Dell postponed a vote Thursday on a $24.4 billion go-private buyout plan amid opposition by major shareholders, creating new uncertainty for the former number one computer maker.
A Dell statement said the shareholder meeting on the plan, which opened briefly in Texas, was delayed until July 24.
"Today's special meeting of stockholders was convened and adjourned to provide additional time to solicit proxies from Dell stockholders," the statement said. "No vote was taken on the proposed transaction prior to the adjournment."
The plan announced in February aimed to give company founder Michael Dell a chance to revive the fortunes of the Texas-based tech firm without the pressures of a publicly traded company.

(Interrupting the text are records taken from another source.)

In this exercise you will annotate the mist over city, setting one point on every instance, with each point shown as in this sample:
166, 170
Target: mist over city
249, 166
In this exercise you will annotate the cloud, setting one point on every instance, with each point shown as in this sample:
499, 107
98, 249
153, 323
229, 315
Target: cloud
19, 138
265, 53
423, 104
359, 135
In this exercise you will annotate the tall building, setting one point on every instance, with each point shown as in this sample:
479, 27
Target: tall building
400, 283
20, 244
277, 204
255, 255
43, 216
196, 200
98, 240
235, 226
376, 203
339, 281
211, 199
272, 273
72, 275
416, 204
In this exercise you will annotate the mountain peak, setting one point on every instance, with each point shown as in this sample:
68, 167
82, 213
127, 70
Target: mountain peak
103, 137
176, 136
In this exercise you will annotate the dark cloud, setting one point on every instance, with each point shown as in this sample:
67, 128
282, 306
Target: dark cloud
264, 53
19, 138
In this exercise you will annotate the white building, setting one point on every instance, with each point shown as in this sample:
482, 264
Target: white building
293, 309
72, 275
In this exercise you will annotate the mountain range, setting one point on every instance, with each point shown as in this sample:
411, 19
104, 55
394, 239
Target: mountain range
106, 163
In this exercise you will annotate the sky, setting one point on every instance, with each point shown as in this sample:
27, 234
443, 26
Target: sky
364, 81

But opponents, galvanized by corporate raider Carl Icahn, have claimed the buyout at $13.65 dollars a share undervalues the company.
"The reason it was postponed was they didn't have the votes," said technology analyst Rob Enderle.

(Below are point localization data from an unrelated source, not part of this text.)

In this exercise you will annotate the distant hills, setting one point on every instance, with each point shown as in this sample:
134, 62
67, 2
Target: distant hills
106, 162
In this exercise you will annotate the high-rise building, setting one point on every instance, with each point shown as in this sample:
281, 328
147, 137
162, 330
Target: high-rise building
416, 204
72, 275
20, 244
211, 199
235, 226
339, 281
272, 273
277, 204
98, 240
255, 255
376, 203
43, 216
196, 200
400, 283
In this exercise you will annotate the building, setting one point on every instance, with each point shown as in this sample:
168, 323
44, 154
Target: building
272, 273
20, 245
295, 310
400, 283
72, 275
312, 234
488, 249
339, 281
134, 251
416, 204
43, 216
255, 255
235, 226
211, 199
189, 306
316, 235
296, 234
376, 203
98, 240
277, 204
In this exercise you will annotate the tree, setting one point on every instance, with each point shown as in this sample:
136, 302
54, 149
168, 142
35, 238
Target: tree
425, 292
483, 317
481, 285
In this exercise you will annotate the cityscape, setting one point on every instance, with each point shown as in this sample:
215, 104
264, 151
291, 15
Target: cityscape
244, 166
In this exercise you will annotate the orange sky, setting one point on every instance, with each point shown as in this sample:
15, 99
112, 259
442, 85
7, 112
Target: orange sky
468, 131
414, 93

"That may motivate them to sweeten the deal, but it doesn't give people a lot of time to look at a new proposal."
Enderle said the opposition shareholders are taking a risk, because "if the deal fails, the stock will come down sharply, to around $8."
N. Venkatraman, professor of marketing at Boston University, said that "right now it's a high-stakes game of poker," and that the value to Dell could erode without the go-private plan.
"I think the most likely outcome is that both sides come up with a new price," he said, but added that "it is clearly dangerous" for investors to hold back, "because it's not clear if these investors have an alternate plan to run the company without Michael Dell."
Jack Gold, analyst at J. Gold Associates, said he believes "there is still more convincing that needs to be done."
"I think Dell needs to go private," Gold said.
"If I'm a shareholder I'm trying to maximize my value, but if the other side walks away, who is in the wings to rescue the company? I don't see how Dell shares can rise if this deal falls apart."
The Wall Street Journal reported Wednesday that holders of at least 30 percent of Dell were set to vote against the buyout. The plan required a majority of the shares excluding an estimated 16 percent held by Michael Dell and his affiliates.
Icahn proposed an alternate plan that would pay $14 per share for up to 71 percent of Dell stock, and recently sweetened the deal by adding one warrant for every four Dell shares, entitling the holder to one share of Dell at $20.
But Dell's board and others contend Icahn lacks financing for such a plan and that it would do little to help foster a turnaround.
Enderle said Icahn's offer was "a smoke-and-mirrors thing" and that investors would be mindful of his meddling in Yahoo! several years ago.
"The last time we saw him muck around with tech it didn't end well," Enderle said.
Icahn is backed by the investment firm Southeastern Asset Management. Another financial firm, T. Rowe Price, has also indicated it would oppose the buyout.
Pzena Investment Management, which owns some 6.7 million shares, said in a statement it was prepared to vote against the buyout.
In a statement after the postponement, Icahn and Southeastern called on the Dell board and special committee "to act in the best interest of stockholders and move Dell forward," without elaborating.
Earlier this week, the two investors said they believe the go-private plan "substantially undervalues Dell and that stockholders should be entitled to choose to retain the upside potential of their Dell shares."
Dell's board contends the company needs to make radical changes to keep up with a shift to mobile computing.
Dell shares rose 1.86 percent to close Thursday at $13.12.